- The paper introduces CoELA, a modular framework integrating perception, memory, planning, communication, and execution for cooperative embodied agents.
- It employs LLMs for decentralized decision-making in multi-objective tasks, demonstrating around 40% efficiency gains over baseline models.
- The framework is validated on complex tasks in TDW-MAT and C-WAH environments, highlighting improved human-agent interactions and robust collaboration.
Building Cooperative Embodied Agents Modularly with LLMs
This study presents a novel approach to building cooperative embodied agents utilizing LLMs in complex multi-agent environments. The focus of the research is to address the challenges surrounding decentralized control, costly communication, and multi-objective tasks without the reliance on cost-free communication channels or centralized controllers with shared observations.
Introduction and Motivation
Recent advancements in LLMs have demonstrated capabilities in language understanding, reasoning, dialogue generation, and world knowledge. These capabilities can be leveraged to tackle the challenges of embodied multi-agent cooperation. The paper proposes a cognitive-inspired modular framework named Cooperative Embodied Language Agent (CoELA), designed to incorporate perception, memory, planning, and execution within a multi-agent setting.
The main goal is to validate whether LLMs can effective cooperative planning and efficient communication amidst decentralized settings. Two primary environments, ThreeDWorld Multi-Agent Transport (TDW-MAT) and Communicative Watch-And-Help (C-WAH), serve as testbeds. These environments challenge agents with tasks demanding efficient multi-agent communication and collaboration.
Figure 1: A challenging multi-agent cooperation problem with decentralized control, raw sensory observations, costly communication, and long-horizon multi-objective tasks.
Framework Overview
CoELA's architecture consists of five functional modules:
- Perception Module: Handles raw sensory inputs using methodologies such as Mask-RCNN for object detection, allowing the agent to build a semantic understanding from RGB-D observations.
- Memory Module: Mimics human long-term memory by maintaining semantic, episodic, and procedural memories. This setup allows agents to store knowledge about past experiences, current task progress, and procedural instructions essential for executing plans.
- Communication Module: Leverages LLMs for generating and sending messages. It involves deliberation on what to communicate, ensuring messages are concise and relevant, and includes contextual prompts for LLMs to formulate communication effectively.
- Planning Module: Utilizes LLMs for high-level decision making by leveraging task-relevant prompts and a compiled list of possible actions. Techniques such as chain-of-thought prompting are used to enhance the reasoning process of LLMs.
- Execution Module: Translates high-level plans into primitive actions using procedural knowledge, thus enabling the Planning Module to focus on complex reasoning by offloading execution-specific details.
Figure 2: An overview of CoELA. Key modules leverage LLMs for communication, planning, memory storage, perception, and execution.
Experimental Setup
Environments
- TDW-MAT: A multi-agent transport challenge on the ThreeDWorld platform, presenting tasks that require transporting objects with constraints on object handling and navigation.
- C-WAH: Extends the Watch-And-Help task to include communication, requiring agents to perform tasks like setting tables or preparing meals.
Evaluation Metrics
The effectiveness of CoELA is measured using metrics such as Transport Rate (TR) and Average Steps. These metrics help quantify efficiency improvements brought about by the agent's cooperation strategies.
Figure 3: Example cooperative behaviors demonstrating CoELA can communicate effectively and are good cooperators.
Results and Analysis
CoELA driven by GPT-4 exhibits significant improvements in collaboration tasks, showcasing approximately 40% efficiency gains over strong baselines. When compared with models such as LLAMA-2, fine-tuned CoLLAMAs demonstrate promising potential, albeit with slight performance gaps due to LLMs' varied reasoning capabilities.
Human-agent interactions indicate that CoELA enhances trust and cooperation efficiency when communicating in natural language.

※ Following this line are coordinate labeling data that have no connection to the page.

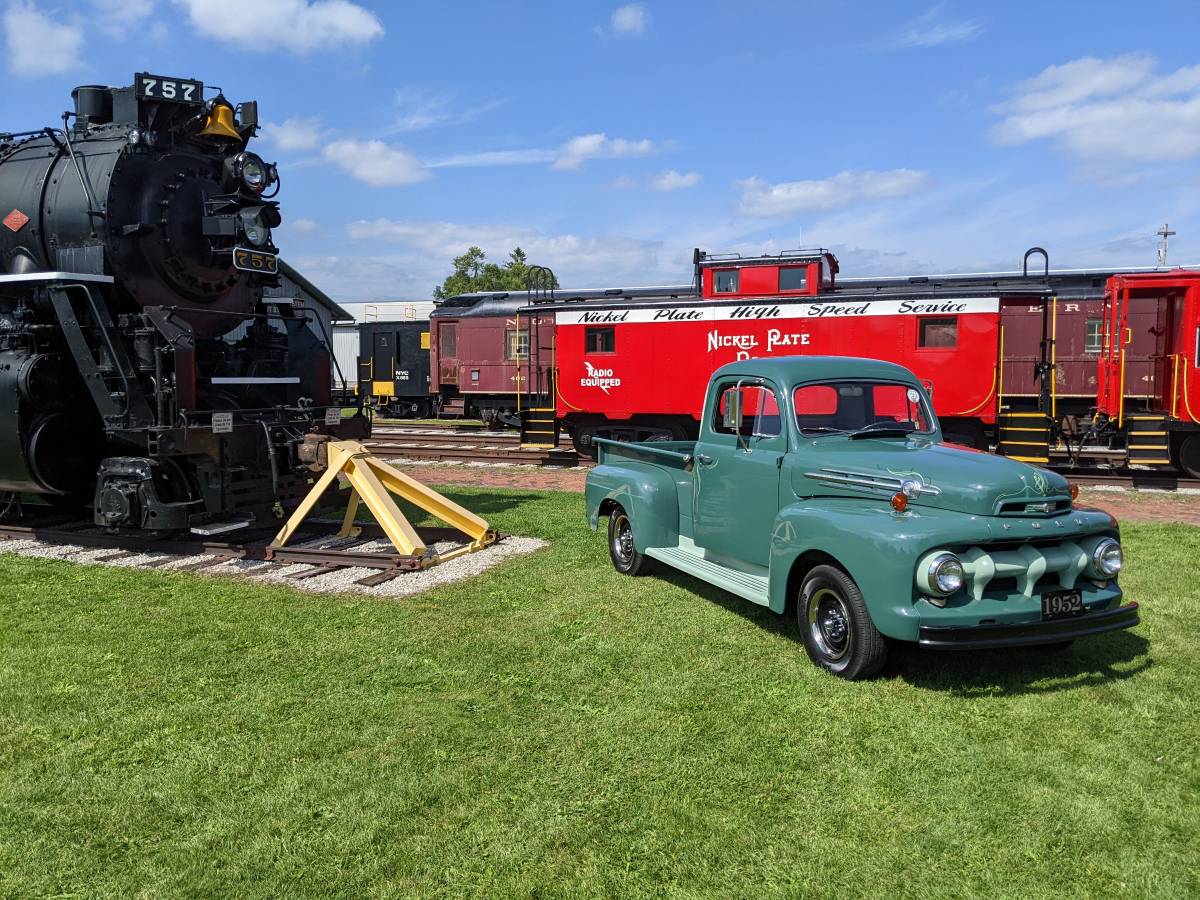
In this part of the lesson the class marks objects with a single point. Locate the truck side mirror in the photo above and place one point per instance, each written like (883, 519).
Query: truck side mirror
(732, 418)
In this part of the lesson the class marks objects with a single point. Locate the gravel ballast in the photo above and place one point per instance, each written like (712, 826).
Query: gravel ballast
(341, 581)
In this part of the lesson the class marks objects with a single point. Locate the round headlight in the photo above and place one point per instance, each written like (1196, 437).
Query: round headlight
(252, 173)
(946, 574)
(1107, 558)
(940, 574)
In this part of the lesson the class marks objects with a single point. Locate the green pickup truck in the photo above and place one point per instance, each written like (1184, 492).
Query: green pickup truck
(821, 485)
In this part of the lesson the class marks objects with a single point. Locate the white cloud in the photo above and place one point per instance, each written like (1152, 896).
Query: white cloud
(39, 45)
(672, 180)
(298, 25)
(588, 147)
(579, 261)
(418, 109)
(933, 29)
(294, 133)
(1108, 111)
(571, 155)
(787, 198)
(117, 18)
(376, 163)
(630, 19)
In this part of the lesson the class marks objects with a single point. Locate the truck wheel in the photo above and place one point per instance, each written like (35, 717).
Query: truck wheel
(624, 556)
(835, 625)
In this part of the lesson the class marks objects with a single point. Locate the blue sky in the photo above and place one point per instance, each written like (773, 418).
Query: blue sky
(610, 139)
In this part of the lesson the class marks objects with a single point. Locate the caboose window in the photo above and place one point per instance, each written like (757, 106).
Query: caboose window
(725, 281)
(939, 333)
(600, 340)
(793, 277)
(519, 343)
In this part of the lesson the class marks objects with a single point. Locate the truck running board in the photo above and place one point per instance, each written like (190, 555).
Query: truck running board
(689, 558)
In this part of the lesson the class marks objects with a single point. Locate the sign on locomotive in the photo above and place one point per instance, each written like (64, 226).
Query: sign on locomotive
(139, 367)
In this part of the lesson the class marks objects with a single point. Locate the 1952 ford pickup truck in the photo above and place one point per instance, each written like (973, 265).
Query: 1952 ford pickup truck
(821, 485)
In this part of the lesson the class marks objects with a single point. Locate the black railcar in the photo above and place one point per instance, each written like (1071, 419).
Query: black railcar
(394, 367)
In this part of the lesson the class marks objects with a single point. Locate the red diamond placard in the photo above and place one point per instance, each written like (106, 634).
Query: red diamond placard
(16, 220)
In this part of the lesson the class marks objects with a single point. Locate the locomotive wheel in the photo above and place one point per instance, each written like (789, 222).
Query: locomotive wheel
(835, 625)
(1189, 455)
(625, 558)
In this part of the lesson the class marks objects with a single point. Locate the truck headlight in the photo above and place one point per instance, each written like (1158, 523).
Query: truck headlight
(940, 574)
(1107, 558)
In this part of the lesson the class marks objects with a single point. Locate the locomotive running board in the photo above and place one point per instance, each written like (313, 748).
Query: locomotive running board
(373, 483)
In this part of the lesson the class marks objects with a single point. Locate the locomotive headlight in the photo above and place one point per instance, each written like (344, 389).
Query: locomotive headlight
(253, 227)
(251, 172)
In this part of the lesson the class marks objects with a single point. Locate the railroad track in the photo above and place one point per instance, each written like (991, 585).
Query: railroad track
(313, 552)
(456, 445)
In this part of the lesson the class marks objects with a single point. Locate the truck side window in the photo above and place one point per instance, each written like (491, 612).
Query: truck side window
(760, 412)
(600, 339)
(939, 333)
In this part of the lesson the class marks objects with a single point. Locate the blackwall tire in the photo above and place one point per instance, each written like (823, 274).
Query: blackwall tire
(835, 625)
(625, 558)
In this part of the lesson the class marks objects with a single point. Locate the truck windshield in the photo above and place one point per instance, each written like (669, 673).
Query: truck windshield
(861, 407)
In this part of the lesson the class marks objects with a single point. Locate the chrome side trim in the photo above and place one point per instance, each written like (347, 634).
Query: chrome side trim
(864, 479)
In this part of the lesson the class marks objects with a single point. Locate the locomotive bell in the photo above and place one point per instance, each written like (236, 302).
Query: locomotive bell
(220, 121)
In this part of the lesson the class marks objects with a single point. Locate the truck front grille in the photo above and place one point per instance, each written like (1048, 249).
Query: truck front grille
(1027, 565)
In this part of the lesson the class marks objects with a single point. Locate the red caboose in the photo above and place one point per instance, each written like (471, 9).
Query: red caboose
(637, 371)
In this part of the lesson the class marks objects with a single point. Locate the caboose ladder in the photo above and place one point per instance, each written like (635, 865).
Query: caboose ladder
(372, 483)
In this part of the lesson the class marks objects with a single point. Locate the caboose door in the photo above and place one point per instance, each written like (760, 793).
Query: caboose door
(383, 357)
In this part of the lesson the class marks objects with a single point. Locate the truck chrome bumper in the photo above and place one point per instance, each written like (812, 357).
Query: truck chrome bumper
(981, 637)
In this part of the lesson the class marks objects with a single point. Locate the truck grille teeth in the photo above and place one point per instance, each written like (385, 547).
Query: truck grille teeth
(1027, 564)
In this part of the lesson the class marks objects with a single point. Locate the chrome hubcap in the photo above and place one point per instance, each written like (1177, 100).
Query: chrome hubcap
(623, 541)
(829, 623)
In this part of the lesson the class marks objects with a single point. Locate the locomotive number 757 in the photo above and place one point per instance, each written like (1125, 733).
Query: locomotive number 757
(253, 261)
(181, 90)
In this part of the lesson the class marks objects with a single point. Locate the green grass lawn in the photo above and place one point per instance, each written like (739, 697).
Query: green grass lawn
(555, 729)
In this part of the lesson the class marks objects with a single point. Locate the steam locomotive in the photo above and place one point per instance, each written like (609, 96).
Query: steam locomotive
(141, 369)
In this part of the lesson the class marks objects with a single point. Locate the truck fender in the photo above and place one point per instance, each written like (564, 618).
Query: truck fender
(856, 538)
(648, 497)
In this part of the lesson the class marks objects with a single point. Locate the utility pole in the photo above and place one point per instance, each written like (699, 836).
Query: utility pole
(1164, 233)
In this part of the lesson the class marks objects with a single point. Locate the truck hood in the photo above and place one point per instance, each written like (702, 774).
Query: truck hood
(948, 477)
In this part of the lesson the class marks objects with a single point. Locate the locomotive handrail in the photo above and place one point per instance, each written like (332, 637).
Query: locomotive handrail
(1025, 262)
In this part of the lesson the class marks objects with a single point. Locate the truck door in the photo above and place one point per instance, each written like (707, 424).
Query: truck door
(737, 472)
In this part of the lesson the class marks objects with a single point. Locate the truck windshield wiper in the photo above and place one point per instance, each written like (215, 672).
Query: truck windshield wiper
(882, 430)
(821, 430)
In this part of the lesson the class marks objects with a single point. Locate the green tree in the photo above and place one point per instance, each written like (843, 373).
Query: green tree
(472, 274)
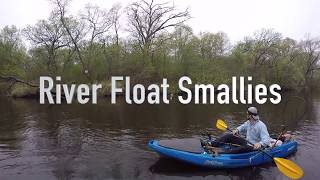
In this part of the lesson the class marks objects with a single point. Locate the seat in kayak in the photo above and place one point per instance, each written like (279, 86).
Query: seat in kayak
(223, 160)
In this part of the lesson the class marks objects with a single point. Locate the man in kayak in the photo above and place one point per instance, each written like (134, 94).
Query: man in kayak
(256, 133)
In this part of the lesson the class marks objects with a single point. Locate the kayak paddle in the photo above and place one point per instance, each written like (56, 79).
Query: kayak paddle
(287, 167)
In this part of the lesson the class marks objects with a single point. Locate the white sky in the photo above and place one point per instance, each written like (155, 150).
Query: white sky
(237, 18)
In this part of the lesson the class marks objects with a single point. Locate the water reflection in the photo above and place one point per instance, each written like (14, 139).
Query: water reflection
(107, 141)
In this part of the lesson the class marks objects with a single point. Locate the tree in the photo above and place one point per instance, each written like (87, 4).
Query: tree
(213, 45)
(311, 57)
(147, 19)
(74, 31)
(49, 35)
(12, 52)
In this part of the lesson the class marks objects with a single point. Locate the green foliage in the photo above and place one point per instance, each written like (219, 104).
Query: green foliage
(61, 46)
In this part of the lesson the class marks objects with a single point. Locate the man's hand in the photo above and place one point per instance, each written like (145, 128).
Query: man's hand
(235, 131)
(257, 146)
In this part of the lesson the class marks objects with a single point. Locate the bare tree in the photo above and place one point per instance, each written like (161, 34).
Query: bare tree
(147, 19)
(74, 30)
(97, 20)
(311, 49)
(50, 35)
(115, 15)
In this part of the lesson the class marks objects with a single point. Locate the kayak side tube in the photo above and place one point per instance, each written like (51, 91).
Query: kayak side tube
(224, 160)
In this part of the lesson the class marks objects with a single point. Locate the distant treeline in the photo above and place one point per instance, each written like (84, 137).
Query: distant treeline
(91, 47)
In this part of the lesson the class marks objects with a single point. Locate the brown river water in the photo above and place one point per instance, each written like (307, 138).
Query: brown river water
(106, 141)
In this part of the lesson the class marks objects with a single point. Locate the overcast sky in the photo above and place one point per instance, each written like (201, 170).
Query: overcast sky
(237, 18)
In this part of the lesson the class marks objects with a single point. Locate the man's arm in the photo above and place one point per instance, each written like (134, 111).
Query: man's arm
(243, 127)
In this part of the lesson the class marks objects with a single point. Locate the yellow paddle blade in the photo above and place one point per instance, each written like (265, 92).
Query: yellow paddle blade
(288, 168)
(221, 125)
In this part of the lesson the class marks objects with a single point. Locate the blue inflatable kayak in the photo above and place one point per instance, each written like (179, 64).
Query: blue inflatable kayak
(191, 151)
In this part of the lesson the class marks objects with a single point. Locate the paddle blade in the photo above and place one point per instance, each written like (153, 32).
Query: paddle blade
(221, 125)
(288, 168)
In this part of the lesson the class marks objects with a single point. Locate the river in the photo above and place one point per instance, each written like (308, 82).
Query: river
(106, 141)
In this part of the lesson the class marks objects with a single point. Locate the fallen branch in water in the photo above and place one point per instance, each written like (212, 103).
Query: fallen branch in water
(14, 80)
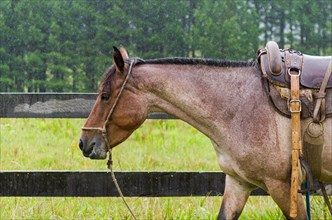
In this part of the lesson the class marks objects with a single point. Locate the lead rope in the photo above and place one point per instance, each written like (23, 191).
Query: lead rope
(109, 165)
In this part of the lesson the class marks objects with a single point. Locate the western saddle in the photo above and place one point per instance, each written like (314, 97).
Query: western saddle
(300, 86)
(276, 65)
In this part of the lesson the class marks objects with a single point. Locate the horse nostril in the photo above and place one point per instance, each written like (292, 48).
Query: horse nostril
(81, 145)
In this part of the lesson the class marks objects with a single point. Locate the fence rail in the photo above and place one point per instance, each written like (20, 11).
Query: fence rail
(93, 183)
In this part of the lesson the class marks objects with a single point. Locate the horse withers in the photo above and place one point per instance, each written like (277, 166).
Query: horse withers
(225, 100)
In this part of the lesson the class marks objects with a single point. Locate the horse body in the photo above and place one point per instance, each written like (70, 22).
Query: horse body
(226, 103)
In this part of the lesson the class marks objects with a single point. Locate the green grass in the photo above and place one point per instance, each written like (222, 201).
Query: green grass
(51, 144)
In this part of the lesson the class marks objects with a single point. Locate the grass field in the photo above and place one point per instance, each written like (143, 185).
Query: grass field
(51, 144)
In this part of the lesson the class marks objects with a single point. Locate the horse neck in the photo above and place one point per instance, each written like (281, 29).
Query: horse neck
(204, 96)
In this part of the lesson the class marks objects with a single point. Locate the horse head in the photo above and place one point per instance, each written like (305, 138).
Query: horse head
(117, 111)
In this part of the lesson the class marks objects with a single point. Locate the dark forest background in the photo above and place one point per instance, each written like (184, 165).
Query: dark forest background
(65, 45)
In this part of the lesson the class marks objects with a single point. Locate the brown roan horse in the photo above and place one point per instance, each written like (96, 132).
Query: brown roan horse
(225, 100)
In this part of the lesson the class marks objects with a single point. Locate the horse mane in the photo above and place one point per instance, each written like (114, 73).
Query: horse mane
(197, 61)
(105, 82)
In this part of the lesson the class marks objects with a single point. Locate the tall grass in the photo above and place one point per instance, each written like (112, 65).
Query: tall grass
(52, 144)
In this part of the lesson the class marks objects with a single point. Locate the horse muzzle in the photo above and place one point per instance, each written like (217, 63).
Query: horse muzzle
(95, 149)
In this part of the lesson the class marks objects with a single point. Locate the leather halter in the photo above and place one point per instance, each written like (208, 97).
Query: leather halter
(103, 129)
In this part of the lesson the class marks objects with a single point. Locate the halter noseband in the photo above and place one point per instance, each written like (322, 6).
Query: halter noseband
(103, 129)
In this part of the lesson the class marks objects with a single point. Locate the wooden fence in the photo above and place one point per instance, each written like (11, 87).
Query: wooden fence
(93, 183)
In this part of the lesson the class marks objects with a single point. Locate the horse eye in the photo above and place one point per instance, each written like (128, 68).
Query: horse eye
(105, 96)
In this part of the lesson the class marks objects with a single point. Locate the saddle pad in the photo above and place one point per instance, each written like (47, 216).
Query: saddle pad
(314, 69)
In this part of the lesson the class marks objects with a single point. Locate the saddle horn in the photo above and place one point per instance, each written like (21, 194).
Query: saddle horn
(274, 58)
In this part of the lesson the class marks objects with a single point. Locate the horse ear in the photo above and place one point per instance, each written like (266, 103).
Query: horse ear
(124, 53)
(118, 59)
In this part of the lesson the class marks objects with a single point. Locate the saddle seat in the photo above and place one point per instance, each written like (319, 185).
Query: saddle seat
(275, 65)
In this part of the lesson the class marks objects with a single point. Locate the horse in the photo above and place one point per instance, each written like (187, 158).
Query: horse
(225, 100)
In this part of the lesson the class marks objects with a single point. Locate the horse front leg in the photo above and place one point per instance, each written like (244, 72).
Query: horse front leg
(280, 193)
(235, 197)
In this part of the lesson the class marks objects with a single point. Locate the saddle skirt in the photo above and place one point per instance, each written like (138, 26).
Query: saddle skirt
(312, 70)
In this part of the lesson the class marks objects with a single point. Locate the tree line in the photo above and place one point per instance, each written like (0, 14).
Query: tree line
(65, 45)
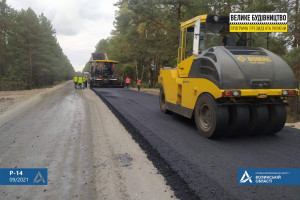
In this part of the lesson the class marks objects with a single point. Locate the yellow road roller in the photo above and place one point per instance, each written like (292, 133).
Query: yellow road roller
(234, 89)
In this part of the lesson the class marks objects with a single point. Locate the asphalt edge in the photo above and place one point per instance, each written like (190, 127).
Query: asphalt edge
(172, 178)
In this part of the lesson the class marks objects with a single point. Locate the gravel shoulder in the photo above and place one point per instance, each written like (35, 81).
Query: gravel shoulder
(88, 153)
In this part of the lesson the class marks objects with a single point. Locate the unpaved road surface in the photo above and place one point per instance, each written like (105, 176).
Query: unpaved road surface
(88, 153)
(208, 167)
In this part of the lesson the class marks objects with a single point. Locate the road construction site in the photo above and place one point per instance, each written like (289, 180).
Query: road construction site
(115, 143)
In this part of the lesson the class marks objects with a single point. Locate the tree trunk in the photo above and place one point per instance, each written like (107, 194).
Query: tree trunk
(296, 31)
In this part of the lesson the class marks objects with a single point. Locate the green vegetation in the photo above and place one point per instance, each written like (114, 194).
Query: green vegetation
(147, 32)
(30, 56)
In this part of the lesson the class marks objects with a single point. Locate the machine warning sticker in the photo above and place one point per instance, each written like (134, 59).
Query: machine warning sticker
(254, 59)
(258, 22)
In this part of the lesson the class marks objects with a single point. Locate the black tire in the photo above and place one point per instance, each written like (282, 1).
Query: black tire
(211, 120)
(239, 120)
(259, 117)
(162, 101)
(277, 119)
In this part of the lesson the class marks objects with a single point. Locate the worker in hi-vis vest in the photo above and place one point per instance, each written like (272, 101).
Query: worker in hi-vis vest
(127, 81)
(75, 81)
(83, 82)
(80, 83)
(139, 84)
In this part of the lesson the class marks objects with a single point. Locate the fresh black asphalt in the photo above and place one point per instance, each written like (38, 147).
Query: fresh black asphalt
(196, 167)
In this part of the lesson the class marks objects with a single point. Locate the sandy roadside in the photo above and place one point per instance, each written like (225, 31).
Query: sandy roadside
(122, 168)
(13, 103)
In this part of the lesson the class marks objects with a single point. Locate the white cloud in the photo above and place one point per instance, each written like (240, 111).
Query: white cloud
(79, 24)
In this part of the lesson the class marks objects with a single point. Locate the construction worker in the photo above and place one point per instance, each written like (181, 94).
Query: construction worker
(127, 81)
(139, 84)
(80, 83)
(85, 82)
(75, 81)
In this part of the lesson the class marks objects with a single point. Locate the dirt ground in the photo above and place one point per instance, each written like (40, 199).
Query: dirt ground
(88, 157)
(9, 98)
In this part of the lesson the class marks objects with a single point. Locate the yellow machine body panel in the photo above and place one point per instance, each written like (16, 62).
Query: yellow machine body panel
(184, 67)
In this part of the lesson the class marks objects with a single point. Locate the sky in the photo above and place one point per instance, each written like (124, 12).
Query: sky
(79, 24)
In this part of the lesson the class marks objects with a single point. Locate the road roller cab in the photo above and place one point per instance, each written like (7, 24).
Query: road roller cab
(229, 90)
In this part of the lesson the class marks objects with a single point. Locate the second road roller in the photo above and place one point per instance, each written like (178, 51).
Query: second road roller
(228, 86)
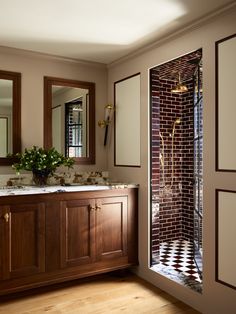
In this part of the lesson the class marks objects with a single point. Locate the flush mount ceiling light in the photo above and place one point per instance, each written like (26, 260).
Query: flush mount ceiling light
(180, 87)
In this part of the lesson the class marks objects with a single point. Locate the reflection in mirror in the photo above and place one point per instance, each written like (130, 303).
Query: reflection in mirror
(10, 139)
(69, 118)
(69, 121)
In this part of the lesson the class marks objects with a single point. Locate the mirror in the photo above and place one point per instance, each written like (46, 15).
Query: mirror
(225, 104)
(10, 117)
(69, 118)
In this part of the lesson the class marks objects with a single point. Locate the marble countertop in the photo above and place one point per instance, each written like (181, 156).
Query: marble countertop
(26, 190)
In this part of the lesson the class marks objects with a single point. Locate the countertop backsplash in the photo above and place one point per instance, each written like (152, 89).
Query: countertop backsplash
(59, 178)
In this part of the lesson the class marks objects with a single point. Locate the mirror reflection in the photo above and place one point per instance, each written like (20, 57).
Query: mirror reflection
(10, 115)
(69, 118)
(70, 125)
(6, 101)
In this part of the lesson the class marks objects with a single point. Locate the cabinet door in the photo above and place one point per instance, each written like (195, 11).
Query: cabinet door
(22, 240)
(111, 214)
(77, 232)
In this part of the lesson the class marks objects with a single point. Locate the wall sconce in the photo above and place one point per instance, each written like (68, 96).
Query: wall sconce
(109, 109)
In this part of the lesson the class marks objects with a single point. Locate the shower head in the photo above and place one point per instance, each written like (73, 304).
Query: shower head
(177, 121)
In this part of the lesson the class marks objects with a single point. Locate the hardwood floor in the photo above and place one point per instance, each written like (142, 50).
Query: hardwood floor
(111, 293)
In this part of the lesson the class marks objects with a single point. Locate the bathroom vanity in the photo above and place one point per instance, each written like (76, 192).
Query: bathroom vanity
(58, 234)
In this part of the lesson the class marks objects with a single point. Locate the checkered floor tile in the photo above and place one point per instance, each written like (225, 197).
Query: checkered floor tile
(178, 254)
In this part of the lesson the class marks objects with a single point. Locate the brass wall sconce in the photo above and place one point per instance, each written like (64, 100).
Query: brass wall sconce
(109, 109)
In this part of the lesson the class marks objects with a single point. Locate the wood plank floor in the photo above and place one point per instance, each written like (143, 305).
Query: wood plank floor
(111, 293)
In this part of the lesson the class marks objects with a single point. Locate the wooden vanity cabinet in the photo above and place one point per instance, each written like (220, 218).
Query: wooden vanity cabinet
(22, 240)
(93, 230)
(50, 238)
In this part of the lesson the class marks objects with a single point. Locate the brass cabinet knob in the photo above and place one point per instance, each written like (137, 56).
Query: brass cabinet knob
(6, 217)
(91, 208)
(98, 208)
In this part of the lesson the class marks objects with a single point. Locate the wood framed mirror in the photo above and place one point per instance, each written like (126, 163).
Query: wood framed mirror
(10, 115)
(69, 118)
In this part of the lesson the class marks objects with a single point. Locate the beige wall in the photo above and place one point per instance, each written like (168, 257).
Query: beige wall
(33, 68)
(216, 298)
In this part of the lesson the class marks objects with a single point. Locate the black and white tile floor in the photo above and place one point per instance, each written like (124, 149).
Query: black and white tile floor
(178, 254)
(176, 263)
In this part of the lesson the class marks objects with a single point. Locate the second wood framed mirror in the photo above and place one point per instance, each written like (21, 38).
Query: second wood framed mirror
(69, 118)
(10, 115)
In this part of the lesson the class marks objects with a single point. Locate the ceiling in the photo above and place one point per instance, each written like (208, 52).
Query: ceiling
(96, 30)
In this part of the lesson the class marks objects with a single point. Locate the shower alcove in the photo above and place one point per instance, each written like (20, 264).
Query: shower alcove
(176, 169)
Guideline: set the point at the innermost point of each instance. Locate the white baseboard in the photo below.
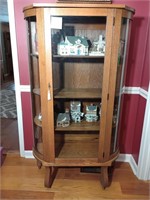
(28, 154)
(122, 158)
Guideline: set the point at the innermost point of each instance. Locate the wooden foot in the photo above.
(50, 173)
(39, 164)
(104, 177)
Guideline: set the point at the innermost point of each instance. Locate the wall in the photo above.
(137, 76)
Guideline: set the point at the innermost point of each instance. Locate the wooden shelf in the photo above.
(79, 93)
(78, 56)
(37, 121)
(82, 126)
(79, 150)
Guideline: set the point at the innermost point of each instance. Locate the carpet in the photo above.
(8, 104)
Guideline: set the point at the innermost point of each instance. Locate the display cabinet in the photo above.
(78, 55)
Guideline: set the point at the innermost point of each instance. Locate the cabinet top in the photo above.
(78, 5)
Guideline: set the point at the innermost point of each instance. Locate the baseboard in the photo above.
(28, 154)
(122, 158)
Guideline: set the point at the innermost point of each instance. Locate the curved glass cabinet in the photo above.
(77, 59)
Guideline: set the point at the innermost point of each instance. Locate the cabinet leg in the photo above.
(104, 177)
(50, 173)
(39, 164)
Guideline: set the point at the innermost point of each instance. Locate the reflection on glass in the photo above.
(35, 84)
(78, 47)
(122, 57)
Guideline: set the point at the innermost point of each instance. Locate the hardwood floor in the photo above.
(9, 135)
(21, 179)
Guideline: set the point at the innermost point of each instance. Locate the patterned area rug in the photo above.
(8, 104)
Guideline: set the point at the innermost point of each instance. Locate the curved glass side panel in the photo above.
(122, 58)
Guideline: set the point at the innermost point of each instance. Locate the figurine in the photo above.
(91, 113)
(73, 45)
(75, 107)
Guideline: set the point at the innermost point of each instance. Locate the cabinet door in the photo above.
(78, 59)
(35, 84)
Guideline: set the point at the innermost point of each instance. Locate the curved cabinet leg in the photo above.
(39, 164)
(104, 177)
(50, 173)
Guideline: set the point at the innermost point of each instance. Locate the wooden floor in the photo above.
(21, 179)
(9, 135)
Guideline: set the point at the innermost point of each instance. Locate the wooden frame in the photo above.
(99, 140)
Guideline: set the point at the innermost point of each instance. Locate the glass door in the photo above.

Agents exhibit behaviors like sharing progress and adapting plans collaboratively — critical to effective multi-agent cooperation.
Figure 4: Human experiments results show CoELA's trustworthiness and efficiency in human interaction contexts.
Limitations and Future Work
Several limitations are recognized, such as the restricted use of 3D spatial information and occasional reasoning errors from LLMs. Further work could explore multi-modal models that integrate spatial reasoning more effectively and enhance instructional capabilities for improved task execution.
Conclusion
This research introduces a modular framework integrating LLMs to facilitate multi-agent cooperation in embodied environments. By addressing challenges in decentralized communication and planning, CoELA highlights the potential of LLMs in realizing sophisticated cooperative behaviors in embodied AI systems. The results suggest significant avenues for future work in designing robust, language-powered cooperative agents capable of advanced interaction both with peers and humans.